Barnard raconte qu’un vendredi midi, Ayrton l’invita discrètement dans son appartement monégasque pour déjeuner. L’atmosphère était simple, presque intime. La femme de ménage de Senna leur prépara le repas pendant que les deux hommes discutaient de l’avenir.
Puis Senna posa directement la question :
— « Est-ce que je devrais rejoindre Benetton maintenant ? »
Barnard savait parfaitement ce que cela signifiait. Si lui donnait son feu vert, Senna pouvait réellement signer.
Mais l’ingénieur anglais répondit avec franchise :
— « Pour être honnête, j’adorerais t’avoir avec nous.
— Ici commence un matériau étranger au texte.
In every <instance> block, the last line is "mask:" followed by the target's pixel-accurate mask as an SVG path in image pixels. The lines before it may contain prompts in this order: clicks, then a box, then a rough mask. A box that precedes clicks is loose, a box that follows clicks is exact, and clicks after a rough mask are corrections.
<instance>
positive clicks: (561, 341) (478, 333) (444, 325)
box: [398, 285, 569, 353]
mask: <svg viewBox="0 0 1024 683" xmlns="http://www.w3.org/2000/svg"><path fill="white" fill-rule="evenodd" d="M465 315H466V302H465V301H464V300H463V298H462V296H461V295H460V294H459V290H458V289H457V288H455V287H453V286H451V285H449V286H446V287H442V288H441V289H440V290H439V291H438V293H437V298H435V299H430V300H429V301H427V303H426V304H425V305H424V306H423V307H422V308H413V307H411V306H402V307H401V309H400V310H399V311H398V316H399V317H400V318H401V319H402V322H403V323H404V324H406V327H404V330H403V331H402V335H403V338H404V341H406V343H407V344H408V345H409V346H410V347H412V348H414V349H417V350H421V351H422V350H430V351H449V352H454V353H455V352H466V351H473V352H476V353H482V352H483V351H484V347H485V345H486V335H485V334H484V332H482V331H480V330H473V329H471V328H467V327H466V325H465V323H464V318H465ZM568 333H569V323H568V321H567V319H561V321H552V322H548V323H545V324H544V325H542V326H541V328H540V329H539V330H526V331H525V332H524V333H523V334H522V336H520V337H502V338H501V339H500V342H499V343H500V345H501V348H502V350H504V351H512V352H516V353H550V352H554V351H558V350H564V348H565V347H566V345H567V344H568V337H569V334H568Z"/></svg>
Mais je dois te dire la vérité : nous ne sommes pas prêts pour construire immédiatement une voiture capable de gagner le championnat. »
Cette honnêteté allait profondément marquer Barnard.
À cette époque, Benetton progressait vite, mais l’équipe restait encore techniquement en retard sur McLaren ou Ferrari. Barnard était justement arrivé pour restructurer complètement l’organisation technique : nouvelle soufflerie, nouveaux outils de développement, nouvelle méthodologie aérodynamique.
Mais en 1990-1991, beaucoup d’éléments essentiels manquaient encore.
La future Benetton B191, pourtant élégante et performante, ne disposait pas encore de boîte semi-automatique comme Ferrari ou McLaren. L’équipe ne possédait pas non plus la puissance électronique nécessaire pour développer certains systèmes avancés. Barnard savait exactement où se situaient leurs limites.
« Nous n’avions pas encore l’équipe électronique suffisante ». « Et cela me frustrait énormément. »
Alors il préféra dire non à Ayrton Senna.
« laisse-nous encore un ou deux ans. »
Avec le recul, cette conversation prend une dimension fascinante. Car Barnard avait raison : Benetton n’était pas encore prête en 1991. Mais quelques années plus tard, la structure deviendra effectivement une machine capable de gagner des titres mondiaux.
Simplement, ce ne fut pas Ayrton Senna qui en profita.
Ce fut Michael Schumacher.
Lorsque l’Allemand remporta les championnats du monde 1994 et 1995 avec Benetton, Barnard reconnut lui-même avoir été surpris par la rapidité de cette ascension. Mais il estimait aussi avoir posé les bases techniques qui avaient permis cette évolution.
« Quand je suis arrivé, l’équipe était très loin derrière sur le plan aérodynamique », expliquait-il. « Ensuite, nous avons construit une nouvelle soufflerie et complètement restructuré le département technique. »
Sa relation avec Flavio Briatore se détériora ensuite fortement, jusqu’à provoquer son départ. Mais Barnard considérait malgré tout avoir livré à Benetton ce qu’elle était venue chercher : une organisation capable de devenir championne du monde.
L’histoire retiendra donc ce moment presque irréel : un déjeuner discret dans un appartement monégasque, où Ayrton Senna demanda conseil à John Barnard sur son avenir… et où un simple « pas encore » changea peut-être une partie de l’histoire de la Formule 1.